Substance Use Following Bariatric Weight Loss Surgery.
Adding to the body of literature suggesting that bariatric surgery may lead to increased substance use, this study found that two years after surgery, a group of patients reported that their intake of substances including alcohol, tobacco, and drugs, went up significantly. It notes increased alcohol intake among Roux-en-Y gastric bypass patients in particular. (Full text)

Laparoscopic Sleeve Gastrectomy (LSG)-A Good Bariatric Option for Failed Laparoscopic Adjustable Gastric Banding (LAGB): A Review of 90 Patients.
This review of 90 patients who had sleeve gastrectomy after a failed gastric band finds positive outcomes up to 48 months after surgery. However, the complication rate for revisional operations is higher than after sleeve gastrectomy as a primary operation. (Full text)
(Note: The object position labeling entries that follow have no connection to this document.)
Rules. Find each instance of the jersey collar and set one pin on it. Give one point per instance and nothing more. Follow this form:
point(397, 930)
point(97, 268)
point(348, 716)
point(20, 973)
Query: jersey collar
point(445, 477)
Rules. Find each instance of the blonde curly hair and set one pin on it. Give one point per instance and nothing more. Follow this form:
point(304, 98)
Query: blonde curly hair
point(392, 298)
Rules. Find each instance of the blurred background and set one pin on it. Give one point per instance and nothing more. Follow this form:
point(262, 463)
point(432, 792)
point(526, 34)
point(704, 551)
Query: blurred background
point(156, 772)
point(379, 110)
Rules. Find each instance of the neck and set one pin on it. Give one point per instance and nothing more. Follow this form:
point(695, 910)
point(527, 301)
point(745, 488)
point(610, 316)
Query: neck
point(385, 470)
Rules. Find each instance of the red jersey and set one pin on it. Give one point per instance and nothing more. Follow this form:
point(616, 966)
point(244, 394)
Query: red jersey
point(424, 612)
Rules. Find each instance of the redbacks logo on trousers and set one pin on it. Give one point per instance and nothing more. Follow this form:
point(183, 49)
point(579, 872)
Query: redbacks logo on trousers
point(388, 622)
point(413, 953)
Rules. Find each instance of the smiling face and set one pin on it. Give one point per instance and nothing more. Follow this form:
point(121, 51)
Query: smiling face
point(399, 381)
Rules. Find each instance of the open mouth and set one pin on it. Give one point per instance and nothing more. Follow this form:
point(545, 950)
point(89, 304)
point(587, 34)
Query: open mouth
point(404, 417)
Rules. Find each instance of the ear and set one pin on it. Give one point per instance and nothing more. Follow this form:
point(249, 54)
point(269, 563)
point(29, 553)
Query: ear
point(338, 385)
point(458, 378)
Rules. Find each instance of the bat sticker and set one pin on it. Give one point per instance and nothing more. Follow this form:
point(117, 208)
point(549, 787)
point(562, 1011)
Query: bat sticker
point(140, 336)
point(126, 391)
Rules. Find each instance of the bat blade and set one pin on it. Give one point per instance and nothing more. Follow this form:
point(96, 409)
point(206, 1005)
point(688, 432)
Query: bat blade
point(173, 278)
Weight Loss Induced by Roux-en-Y Gastric Bypass But Not Laparoscopic Adjustable Gastric Banding Increases Circulating Bile Acids.
This study investigates how levels of plasma bile acids are affected by bariatric operations, and how it might potentially explain the metabolic improvements seen after surgery. After patients had lost 20% of their body weight, plasma bile acids more than doubled after gastric bypass, but stayed the same or dropped lower after gastric banding. However, they did not find the increase after gastric bypass to be a significant predictor of metabolic improvement. (Full text)

Single-Incision Laparoscopic Adjustable Gastric Banding is Effective and Safe: 756 Cases in an Academic Medical Center.
This retrospective single-centre review of gastric banding as a single-port operation professes “excellent” results, with a higher average excess weight loss than in the multi-port control group. However, there was a slightly higher rate of complication and one death in the single-port group. (Full text)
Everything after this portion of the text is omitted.